Vida de São Francisco de Assis)

SEGUNDA PARTE

Capítulo 10

Zelo na oração e poder de sua prece

4. E o homem de Deus, estando só e em paz, fazia ecoar os bosques com os seus gemidos, regava o chão com as suas lágrimas, batia no peito e como se sentisse oculto, bem abrigado na câmara mais secreta do palácio, falava a seu Senhor, respondia ao seu Juiz, suplicava ao Pai, entretinha-se com o Amigo.
Aí também muitas vezes seus irmãos que o observavam piamente ouviram-no interceder com repetidas súplicas diante da divina clemência em favor dos pecadores e chorar em altas vozes como se estivesse presenciando a dolorosa paixão do Senhor.
Uma noite também o viram na solidão orar com os braços estendidos em forma de cruz, estando o seu corpo elevado da terra e envolto numa nuvem resplandecente, como se essa luz viesse a ser testemunha da admirável claridade de que gozava então Francisco na sua mente.
Aí também, como atestam provas seguras, lhe eram revelados os mistérios ocultos da sabedoria divina que ele não divulgava externamente a não ser na medida em que era impelido a isso por amor a Cristo ou pelo bem que poderiam proporcionar aos outros.
Dizia a respeito:
“As vezes perde-se um tesouro inestimável por uma vantagem medíocre, e é culpa nossa se Aquele que no-lo deu já não se mostra tão generoso”.
Ao voltar de suas orações, que o transformavam quase num outro homem, punha toda atenção em comportar-se em conformidade com os demais, para não acontecer que o vento do aplauso lhe roubasse de sua alma os favores divinos que ele deixasse transparecer externamente.
Ao ser surpreendido publicamente por uma visita do Senhor, ocultava-se de qualquer forma aos olhares das pessoas presentes a fim de nada desvendar dos favores do Esposo.
Ao orar em companhia dos irmãos, evitava com sumo cuidado as exclamações, os gemidos, os suspiros e movimentos externos, já porque em tudo isso amava o segredo, já também porque, voltando a entrar prontamente em si mesmo, ficava absorto novamente em Deus.
Costumava dizer aos da sua intimidade:
“Quando um servo de Deus; entregue à oração, é visitado pelo Senhor, deve dizer-lhe: ‘Esta consolação, Senhor, a enviastes do céu a um pecador e indigno; eu a confio a vossos amorosos cuidados, pois do contrário me consideraria um ladrão de vossos divinos tesouros’. E ao terminar a oração, de tal modo se deve julgar pobre e pecador, como se nenhuma nova graça houvesse recebido”.

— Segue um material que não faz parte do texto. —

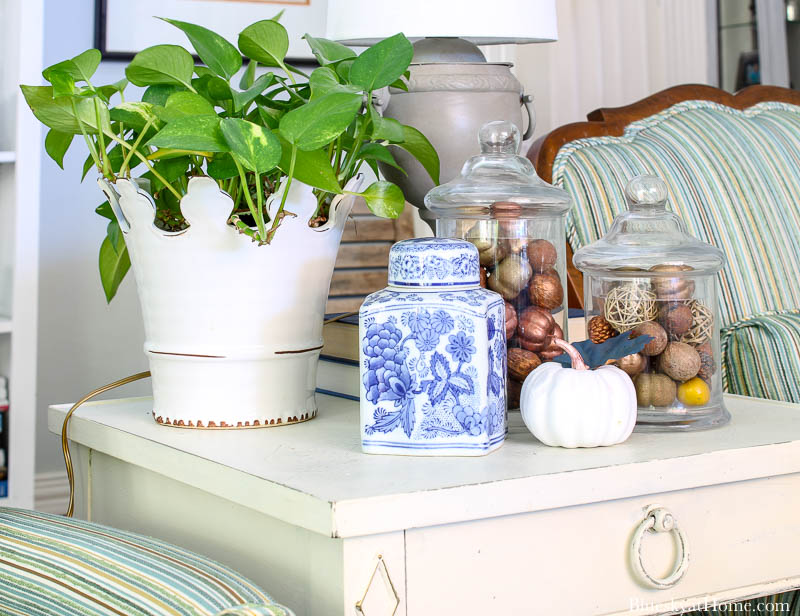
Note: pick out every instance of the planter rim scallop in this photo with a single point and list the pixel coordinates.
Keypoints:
(209, 369)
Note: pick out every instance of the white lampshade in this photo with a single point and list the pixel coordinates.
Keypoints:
(482, 22)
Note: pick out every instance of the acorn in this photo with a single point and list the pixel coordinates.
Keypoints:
(542, 255)
(510, 276)
(600, 330)
(632, 364)
(511, 321)
(653, 389)
(676, 319)
(521, 363)
(545, 290)
(679, 361)
(673, 288)
(655, 331)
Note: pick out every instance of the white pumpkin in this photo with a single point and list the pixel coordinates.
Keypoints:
(578, 407)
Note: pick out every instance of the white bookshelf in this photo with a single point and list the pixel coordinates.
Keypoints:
(21, 41)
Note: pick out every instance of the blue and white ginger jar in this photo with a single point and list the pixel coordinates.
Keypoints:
(433, 355)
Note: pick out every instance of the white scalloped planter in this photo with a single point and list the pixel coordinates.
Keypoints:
(233, 330)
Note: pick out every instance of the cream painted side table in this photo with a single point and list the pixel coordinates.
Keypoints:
(526, 530)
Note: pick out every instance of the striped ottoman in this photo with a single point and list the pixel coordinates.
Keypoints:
(56, 566)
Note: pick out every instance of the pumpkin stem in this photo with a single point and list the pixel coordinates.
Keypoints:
(574, 354)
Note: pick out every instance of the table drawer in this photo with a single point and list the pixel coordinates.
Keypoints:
(576, 560)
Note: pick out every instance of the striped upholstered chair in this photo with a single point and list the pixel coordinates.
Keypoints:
(56, 566)
(732, 163)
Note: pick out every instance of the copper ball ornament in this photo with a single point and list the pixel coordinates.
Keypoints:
(510, 276)
(535, 326)
(551, 351)
(511, 321)
(542, 255)
(546, 291)
(679, 361)
(656, 332)
(678, 288)
(521, 363)
(632, 364)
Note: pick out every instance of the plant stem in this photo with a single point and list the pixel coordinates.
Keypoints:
(104, 156)
(277, 220)
(248, 198)
(124, 168)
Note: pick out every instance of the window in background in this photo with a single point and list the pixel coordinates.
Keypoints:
(738, 44)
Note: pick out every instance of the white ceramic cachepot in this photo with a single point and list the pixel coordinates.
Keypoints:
(233, 330)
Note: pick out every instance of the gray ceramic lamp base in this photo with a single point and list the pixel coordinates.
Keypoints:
(448, 103)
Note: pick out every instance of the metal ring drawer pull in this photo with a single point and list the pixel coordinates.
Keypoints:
(659, 520)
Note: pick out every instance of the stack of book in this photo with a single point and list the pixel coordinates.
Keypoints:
(3, 436)
(337, 374)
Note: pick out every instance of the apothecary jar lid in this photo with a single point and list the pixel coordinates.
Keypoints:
(648, 237)
(433, 262)
(498, 173)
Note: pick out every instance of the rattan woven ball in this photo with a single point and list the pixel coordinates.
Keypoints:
(630, 304)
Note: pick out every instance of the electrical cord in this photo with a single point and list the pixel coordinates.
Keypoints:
(128, 379)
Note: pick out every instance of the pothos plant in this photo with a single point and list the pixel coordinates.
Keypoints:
(254, 139)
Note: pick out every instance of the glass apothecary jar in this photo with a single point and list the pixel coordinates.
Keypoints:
(516, 221)
(649, 276)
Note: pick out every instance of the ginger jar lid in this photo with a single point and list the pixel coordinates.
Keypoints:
(648, 237)
(433, 262)
(497, 174)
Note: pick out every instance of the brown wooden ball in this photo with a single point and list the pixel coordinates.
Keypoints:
(679, 361)
(542, 255)
(632, 364)
(659, 335)
(676, 319)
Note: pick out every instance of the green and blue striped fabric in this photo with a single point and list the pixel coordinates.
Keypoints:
(56, 566)
(734, 178)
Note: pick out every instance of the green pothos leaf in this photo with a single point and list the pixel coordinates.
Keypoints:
(114, 261)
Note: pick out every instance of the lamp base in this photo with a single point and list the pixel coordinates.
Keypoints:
(448, 103)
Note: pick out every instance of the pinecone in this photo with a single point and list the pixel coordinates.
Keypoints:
(600, 330)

5. Estava o homem de Deus certa vez na Porciúncula rezando, quando o bispo de Assis chegou para lhe fazer a visita habitual.
Logo que entrou no convento, dirigiu-se à cela em que o seráfico Pai estava orando; chamou à porta e, ansioso por entrar imediatamente, abusando um tanto de sua confiança, introduziu a cabeça para contemplar o santo em oração; mas de repente sentiu-se dominado de estranho temor, tremendo-lhe os membros, perdeu a fala e subitamente, por disposição divina, uma força estranha o tirou dali e o arrojou a uma grande distância.
Amedrontado, correu o bispo depressa para junto dos irmãos, e logo que Deus lhe restituiu a fala, confessou ingenuamente a sua falta.
O abade do mosteiro de São Justino, na diocese de Perusa, encontrou certo dia o servo de Deus e assim que o viu apeou do cavalo para saudar o homem de Deus que ele venerava e conversar com ele acerca da salvação de sua alma. Após esse diálogo que lhe pareceu muito confortante, o abade despediu-se pedindo-lhe humildemente que rezasse por ele. “De bom grado!”, disse Francisco. Não se encontrava ainda o abade muito longe, quando Francisco, o fiel, disse a seu companheiro:
“Espera-me aqui um momento, irmão, pois quero cumprir o quanto antes a promessa que agora mesmo acabo de fazer”.
Pôs-se a orar e no mesmo instante sentiu o abade na sua alma um ardor e uma suavidade desconhecidas até então, e caindo em êxtase ficou absorto totalmente em Deus. Assim ficou por breve espaço de tempo, e voltando a si, conheceu claramente quão eficaz era na presença de Deus a oração de Francisco. Com isso cresceu mais e mais no amor à Ordem e a muitos referiu esse facto, considerando-o um verdadeiro milagre.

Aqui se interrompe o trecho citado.